For every sample, 100µL of 0.5M potassium phosphate buffer (pH 7.4), 10µL PM-stock (for
Teflon and quartz) are added to a 1.5mL Eppendorf vial. The solution is then incubated for 10
minutes at 37°C before adding 50µL 1mM DTT (DL-Dithiothreithol, Sigma, Zwijndrecht) to
start the reaction. At designated time points (0, 10, 20 and 30 minutes), 50µL of the reaction
mixture is withdrawn from the tubes and added into a precooled vial containing 50µL icecold
10% TCA (Trichloroacetic acid ACS reagent, Sigma, Zwijndrecht, Netherlands). 200µL of
2mL Tri-HCl containing 50µl DTNB-stock (5,5′-Dithiobis(2-nitrobenzoic acid), Sigma,
Zwijndrecht) is then added into the cold Eppendorf containing the stopped reaction mixture.

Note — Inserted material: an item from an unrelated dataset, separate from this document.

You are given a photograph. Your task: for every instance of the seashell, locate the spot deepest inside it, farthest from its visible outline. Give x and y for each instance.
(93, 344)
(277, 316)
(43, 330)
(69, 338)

The solution is mixed using a vortex before 250µL is transferred to the dedicated well on the
96 wells plate. The absorbance at 412nm is recorded on the spectrophotometer
(SpectraMax190). The rate of DTT consumption, here considered as the OP, is calculated
using linear regression of the data in the linear range as seen from a plot of absorbance against
time. The results are expressed as nmol DTT/min per sampled volume (m3) or per PM mass
(µg).
AA
PM derived from Teflon filters are diluted to a concentration of 12.5 µg/mL in ultrapure
water. After dilution, aliquots of 160 µL of PM sample are added to a 96-well flat-bottomed
UV plates (UV-star: VWR, Breda, Netherlands) in quadruplicate. The quartz filter sample
extracts are each diluted with 1 mL ultrapure water, then 20µL of the samples are added to the
UV-plate. The final incubation volume for both filter types is 200 µL.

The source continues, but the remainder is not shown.